Santiago, Chili : Quelques mots du compagnon Juan Flores Riquelme incarcéré

« Je marche vers mon but, je suis ma route ; je sauterai par-dessus les hésitants et les retardataires. Ainsi ma marche sera le déclin ! »
Friedrich Nietzsche

Silencieux/euses, pacifiques, sensé.e.s et conformistes : on nous veut comme ça !!! Spectateurs/ices de leur violence et de la misère, on nous endoctrine par le biais des moyens de “communication”, on voudrait nous transformer en une masse décérébrée et sans idées. Le capitalisme est une peste qui infecte tout sur sa route, indépendamment du lieu d’incubation, on peut s’apercevoir à coup sûr de sa violence, son bras armé réprime et assassine ouvertement et les citoyen.ne.s s’indignent et plus ils/elles s’indignent, plus ils/elles se sentent innocents…

Quelques petits feux d’insurrection AFFRONTENT de manière asymétrique la violence capitaliste, mais les citoyen.ne.s s’indignent et plus ils/elles s’indignent, plus ils/elles se sentent intègre.e.s, tout en votant pour ceux qui leur offrent la nommée “paix sociale”… Je me demande, si nous ne sommes pas capables d’organiser notre rage, comment oserons-nous dire à ceux/celles que nous aimons que nous luttons pour leurs idées ?

Je ne vivrai pas comment me l’ordonne la loi, j’avancerai le long de ce chemin que d’autres réfractaires ont déjà parcouru… celui de l’action ! Ensemble avec ceux/celles qui sont mes affins, avec ceux/celles que j’aime, avec ceux/celles qui restent fermes et constant.e.s dans la lutte contre l’idéologie dominante, parce que je ne vivrai pas dans la pénombre de la résignation et de l’indifférence, mais je goûterai à l’intensité d’une vie pleinement vécue… une vie authentique et libre, une vie sans entraves, je défendrai audacieusement la possibilité de m’épanouir sans obéir.
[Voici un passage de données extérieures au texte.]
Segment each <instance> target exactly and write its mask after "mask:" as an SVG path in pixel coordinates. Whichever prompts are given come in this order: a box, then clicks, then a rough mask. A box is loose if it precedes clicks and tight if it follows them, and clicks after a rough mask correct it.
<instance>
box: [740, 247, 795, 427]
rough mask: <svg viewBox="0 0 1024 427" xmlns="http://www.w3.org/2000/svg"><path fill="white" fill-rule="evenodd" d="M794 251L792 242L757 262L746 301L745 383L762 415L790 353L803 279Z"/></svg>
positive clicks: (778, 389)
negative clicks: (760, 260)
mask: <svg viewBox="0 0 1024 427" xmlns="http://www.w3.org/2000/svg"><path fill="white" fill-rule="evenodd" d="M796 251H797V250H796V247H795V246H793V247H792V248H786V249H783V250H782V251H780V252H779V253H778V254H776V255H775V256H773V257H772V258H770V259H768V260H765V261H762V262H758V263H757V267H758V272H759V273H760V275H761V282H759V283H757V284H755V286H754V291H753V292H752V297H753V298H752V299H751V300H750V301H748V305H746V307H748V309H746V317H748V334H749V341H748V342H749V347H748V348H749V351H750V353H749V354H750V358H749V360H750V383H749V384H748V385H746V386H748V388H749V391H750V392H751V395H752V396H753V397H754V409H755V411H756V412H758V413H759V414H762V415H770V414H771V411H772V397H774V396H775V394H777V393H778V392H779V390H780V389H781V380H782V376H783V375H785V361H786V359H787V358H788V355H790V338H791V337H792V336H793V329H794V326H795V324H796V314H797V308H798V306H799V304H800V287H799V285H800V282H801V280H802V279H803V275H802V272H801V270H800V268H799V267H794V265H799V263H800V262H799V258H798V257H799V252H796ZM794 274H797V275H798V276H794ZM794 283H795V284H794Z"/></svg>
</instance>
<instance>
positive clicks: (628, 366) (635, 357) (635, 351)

Je considère comme quelque chose d’essentiel que chaque individu qui n’est pas encore asservi par le pouvoir manifeste sa rage en avançant sur le chemin de l’action, qu’ils/elles se rassemblent, réalisant avec leurs pair.e.s une intensification du conflit, une intensification de l’action ! Pour réagir de manière autonome sans attendre les conditions, les étapes, ni les processus.

Donnons vie à quelque chose, quelque chose de fort, qui enflamme et détruise tout ce qui est au service du pouvoir et de sa bourgeoisie… quelque chose qui porte la vengeance et bouleverse le visage de la domination avec toute notre rage, donnant de la continuité, que le grondement du chaos détruise les tympans de tout puissant… brisons leur lois et mettons un terme à des siècles de silence !

Attaquons et détruisons les responsables de la répression et de l’exploitation !
Attaquons et détruisons leurs prisons, leurs commissariats et tribunaux !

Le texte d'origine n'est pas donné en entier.